Electric Avenue

Opening up the electricity market to competition sounds good. Unfortunately, as California has seen, there is risk. Free-market competition – viable for awhile in California – ended in brownouts and bankruptcy.

With ‘deregulation’ now a bad word in energy politics, in 2003 New Brunswick pursued partial market opening for all generators, not just renewables. While called deregulation by nearly everyone – CP journalists, energy analysts from outside the province, and even the Energy Minister – the government started spinning it as “re-regulation.” Ten years later, the New Brunswick Energy Blueprint said partial market opening was a failure and is now irrelevant. New Brunswick found that with such a small energy market, no companies could get the start-up cash to enter the market.

We asked Liberal MLA Andrew Younger about his energy ideas and he assured us that deregulation is not his goal saying “an unregulated electricity market would be potentially very bad for Nova Scotia.”

Andrew Younger: There is no single quick fix and we have been very clear to say that and very clear to say that there are many elements to a successful energy plan. We also believe that Nova Scotians, from a competitive point of view, and cost of living point of view, need some certainty and answers.

There are many ideas circulating from the NDP, Liberals and Conservatives about how to tackle rising electricity rates in Nova Scotia. Here are the best five that all parties should support.
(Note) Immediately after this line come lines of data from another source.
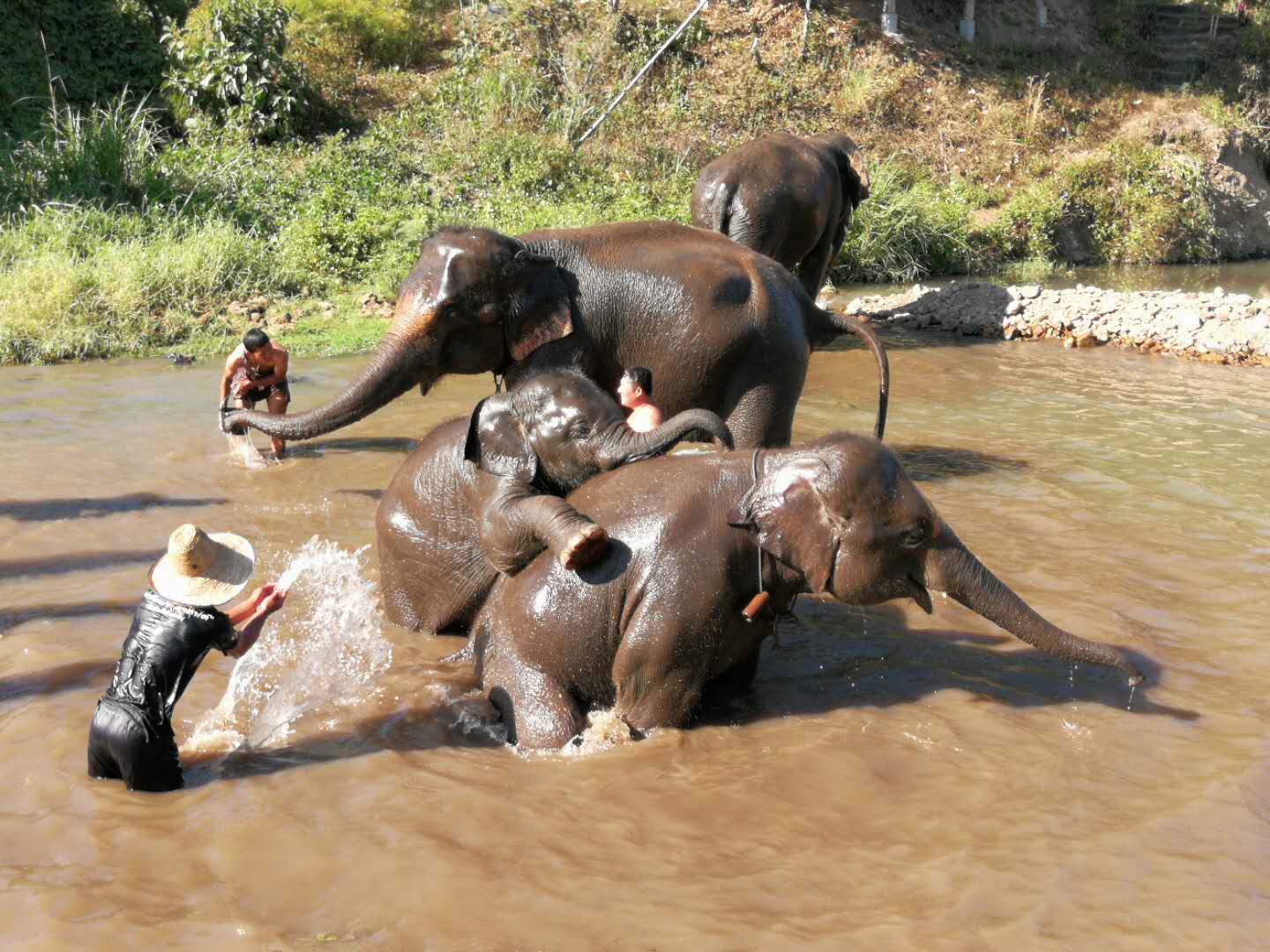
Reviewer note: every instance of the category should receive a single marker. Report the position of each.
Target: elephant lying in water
(787, 197)
(482, 496)
(721, 326)
(661, 616)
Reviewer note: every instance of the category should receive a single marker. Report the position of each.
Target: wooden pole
(639, 75)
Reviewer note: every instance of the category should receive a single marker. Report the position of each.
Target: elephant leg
(537, 711)
(519, 524)
(762, 414)
(814, 268)
(654, 687)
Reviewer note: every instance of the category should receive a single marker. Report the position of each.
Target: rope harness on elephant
(761, 602)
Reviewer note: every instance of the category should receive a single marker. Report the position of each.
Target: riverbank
(1212, 326)
(131, 230)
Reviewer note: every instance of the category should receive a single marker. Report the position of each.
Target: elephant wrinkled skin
(721, 326)
(785, 197)
(660, 617)
(482, 495)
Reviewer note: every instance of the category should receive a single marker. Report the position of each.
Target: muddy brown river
(893, 781)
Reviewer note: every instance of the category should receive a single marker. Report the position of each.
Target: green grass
(120, 236)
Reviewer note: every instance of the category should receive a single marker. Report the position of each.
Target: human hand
(273, 600)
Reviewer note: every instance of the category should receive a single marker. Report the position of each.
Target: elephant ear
(793, 521)
(851, 167)
(497, 442)
(542, 311)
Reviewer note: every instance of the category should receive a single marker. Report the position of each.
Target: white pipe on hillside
(630, 86)
(889, 18)
(967, 26)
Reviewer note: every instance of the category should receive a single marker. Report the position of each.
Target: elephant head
(475, 301)
(846, 516)
(851, 167)
(560, 429)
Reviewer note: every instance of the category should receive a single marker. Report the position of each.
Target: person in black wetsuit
(176, 626)
(257, 371)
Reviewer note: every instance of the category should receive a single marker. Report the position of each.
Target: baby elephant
(785, 197)
(484, 495)
(663, 614)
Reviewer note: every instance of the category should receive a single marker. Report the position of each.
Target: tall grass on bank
(908, 227)
(81, 297)
(104, 153)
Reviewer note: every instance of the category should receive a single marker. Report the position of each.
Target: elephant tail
(832, 325)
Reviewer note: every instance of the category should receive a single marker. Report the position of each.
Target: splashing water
(243, 450)
(326, 649)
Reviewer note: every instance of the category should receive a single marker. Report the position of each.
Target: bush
(228, 63)
(95, 49)
(381, 32)
(104, 153)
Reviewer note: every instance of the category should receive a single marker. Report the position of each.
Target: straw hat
(204, 569)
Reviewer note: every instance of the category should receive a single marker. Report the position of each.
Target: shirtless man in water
(256, 371)
(635, 395)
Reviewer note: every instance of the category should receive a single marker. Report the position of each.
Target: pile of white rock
(1212, 326)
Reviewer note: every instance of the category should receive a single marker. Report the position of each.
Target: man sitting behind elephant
(635, 395)
(257, 369)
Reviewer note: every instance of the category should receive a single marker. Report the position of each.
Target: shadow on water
(376, 494)
(352, 444)
(926, 464)
(74, 562)
(52, 681)
(816, 669)
(407, 730)
(93, 508)
(11, 619)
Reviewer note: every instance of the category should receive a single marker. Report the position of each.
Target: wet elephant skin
(721, 326)
(660, 617)
(484, 495)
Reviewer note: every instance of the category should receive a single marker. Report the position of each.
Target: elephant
(692, 541)
(482, 495)
(721, 328)
(787, 197)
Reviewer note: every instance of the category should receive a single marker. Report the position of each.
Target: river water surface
(893, 781)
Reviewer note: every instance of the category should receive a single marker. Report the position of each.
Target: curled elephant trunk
(389, 374)
(628, 446)
(952, 568)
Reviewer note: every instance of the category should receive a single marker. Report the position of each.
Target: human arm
(250, 631)
(231, 365)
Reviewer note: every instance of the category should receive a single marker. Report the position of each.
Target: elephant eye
(914, 537)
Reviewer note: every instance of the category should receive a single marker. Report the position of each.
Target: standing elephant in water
(661, 616)
(721, 328)
(482, 496)
(787, 197)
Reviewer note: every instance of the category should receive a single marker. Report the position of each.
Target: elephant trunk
(626, 444)
(389, 374)
(952, 568)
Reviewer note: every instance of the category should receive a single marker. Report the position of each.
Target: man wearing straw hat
(176, 626)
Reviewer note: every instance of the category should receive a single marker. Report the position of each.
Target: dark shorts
(123, 744)
(256, 395)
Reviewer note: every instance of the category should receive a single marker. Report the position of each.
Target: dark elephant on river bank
(721, 328)
(482, 495)
(661, 614)
(787, 197)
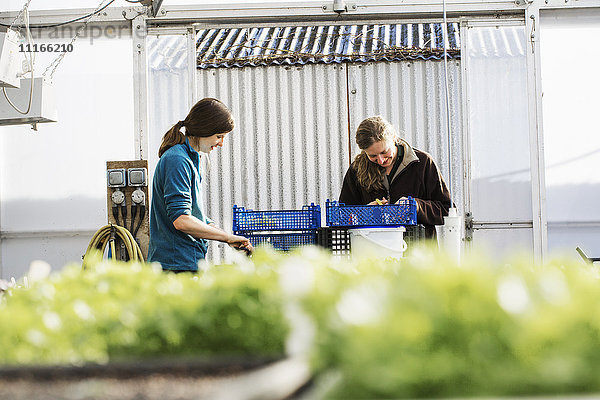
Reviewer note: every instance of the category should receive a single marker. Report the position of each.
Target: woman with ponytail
(179, 227)
(389, 169)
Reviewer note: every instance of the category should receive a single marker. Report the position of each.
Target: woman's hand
(240, 243)
(378, 202)
(404, 199)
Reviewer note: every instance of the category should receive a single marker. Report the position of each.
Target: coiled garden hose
(106, 236)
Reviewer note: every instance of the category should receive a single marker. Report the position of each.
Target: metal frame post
(536, 133)
(140, 86)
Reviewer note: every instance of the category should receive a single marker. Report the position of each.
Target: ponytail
(206, 118)
(171, 138)
(370, 176)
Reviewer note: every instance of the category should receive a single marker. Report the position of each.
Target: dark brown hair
(206, 118)
(373, 129)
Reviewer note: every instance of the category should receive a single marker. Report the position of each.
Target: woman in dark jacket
(389, 169)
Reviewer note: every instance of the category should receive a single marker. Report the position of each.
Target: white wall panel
(54, 180)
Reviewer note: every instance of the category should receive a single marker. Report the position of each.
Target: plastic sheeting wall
(53, 182)
(291, 144)
(571, 134)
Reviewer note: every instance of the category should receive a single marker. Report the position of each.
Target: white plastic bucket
(383, 242)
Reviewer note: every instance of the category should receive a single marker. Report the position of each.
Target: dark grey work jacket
(417, 176)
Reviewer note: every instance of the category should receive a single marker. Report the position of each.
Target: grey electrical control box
(116, 177)
(137, 176)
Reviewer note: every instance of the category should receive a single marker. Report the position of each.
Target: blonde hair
(371, 130)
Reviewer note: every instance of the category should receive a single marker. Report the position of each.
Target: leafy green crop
(425, 327)
(123, 311)
(422, 327)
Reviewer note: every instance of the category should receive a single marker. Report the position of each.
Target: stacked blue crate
(282, 229)
(401, 214)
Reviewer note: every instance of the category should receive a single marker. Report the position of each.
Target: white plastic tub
(382, 242)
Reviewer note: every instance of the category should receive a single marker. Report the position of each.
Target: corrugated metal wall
(291, 143)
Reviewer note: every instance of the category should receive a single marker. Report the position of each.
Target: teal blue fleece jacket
(176, 191)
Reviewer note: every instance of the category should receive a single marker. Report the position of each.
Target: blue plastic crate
(282, 241)
(403, 213)
(276, 220)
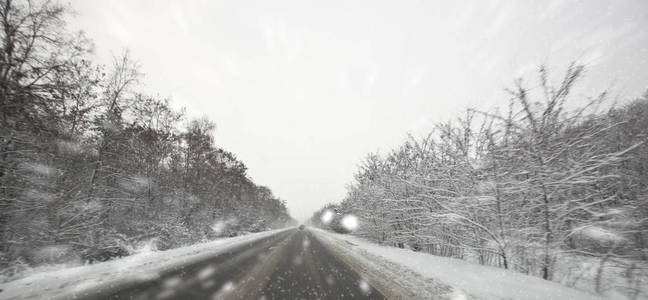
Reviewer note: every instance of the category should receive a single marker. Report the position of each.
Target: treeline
(89, 167)
(537, 187)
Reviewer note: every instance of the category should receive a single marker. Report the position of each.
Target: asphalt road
(290, 265)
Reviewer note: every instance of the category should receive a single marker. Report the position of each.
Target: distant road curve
(291, 264)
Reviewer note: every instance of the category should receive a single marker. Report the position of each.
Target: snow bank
(466, 280)
(67, 282)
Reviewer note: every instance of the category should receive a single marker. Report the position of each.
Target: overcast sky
(301, 90)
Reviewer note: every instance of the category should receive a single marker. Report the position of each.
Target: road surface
(289, 265)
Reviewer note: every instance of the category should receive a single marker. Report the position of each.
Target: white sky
(301, 90)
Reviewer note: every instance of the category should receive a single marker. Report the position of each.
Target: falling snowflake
(364, 287)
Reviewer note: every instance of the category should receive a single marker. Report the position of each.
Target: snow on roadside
(466, 280)
(67, 282)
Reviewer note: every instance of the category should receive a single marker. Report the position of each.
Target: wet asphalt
(292, 264)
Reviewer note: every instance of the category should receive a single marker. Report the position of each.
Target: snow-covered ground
(67, 282)
(433, 277)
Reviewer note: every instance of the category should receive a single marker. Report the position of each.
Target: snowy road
(288, 265)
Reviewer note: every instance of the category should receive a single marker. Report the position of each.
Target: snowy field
(65, 283)
(449, 278)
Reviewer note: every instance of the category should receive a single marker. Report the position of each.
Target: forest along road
(289, 265)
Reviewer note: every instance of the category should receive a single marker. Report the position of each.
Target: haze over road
(292, 264)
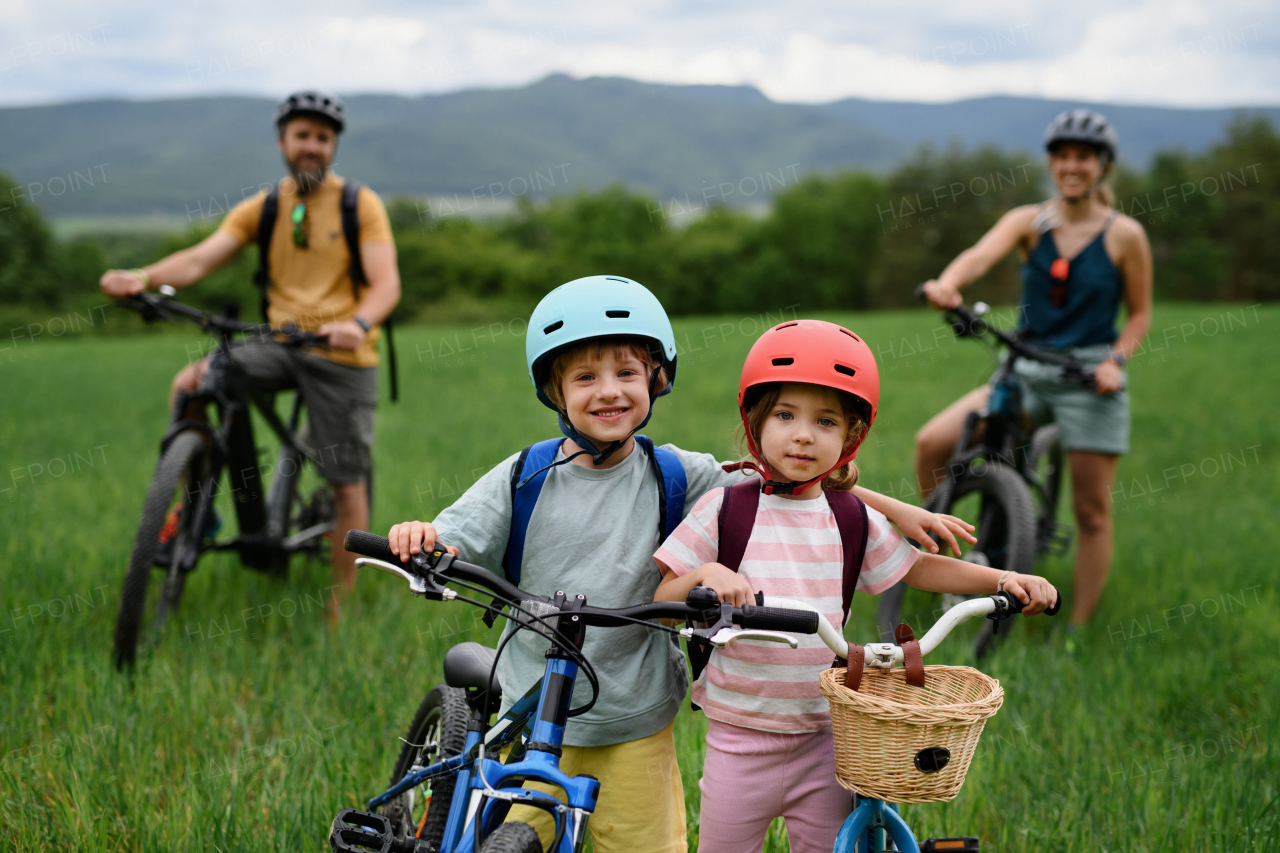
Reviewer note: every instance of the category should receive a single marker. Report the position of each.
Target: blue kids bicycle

1. Moving forward with Newfoundland and Nova Scotia’s Lower Churchill Falls hydro project. This project will provide a generation of stable, sustainable power.

2. Upgrading the electricity grid between Nova Scotia and New Brunswick. This would allow cheap hydro to come our way from Quebec.

3. Continuing with Nova Scotia’s COMFIT program. Providing a secure supply of clean energy at stable prices with community-owned renewable energy projects is a unique, made-in-Nova Scotia solution.

4. Harnessing the energy of the Bay of Fundy. Nova Scotia’s bid to become a North American leader in tidal energy needs to continue to take steps forward. We could be an energy exporter if successful.

5. Keep the HST off home heating. Putting this tax back on would not be politically-wise, and more importantly would be noticed immediately by consumers. Just because it was an NDP idea is not a reason to reverse it.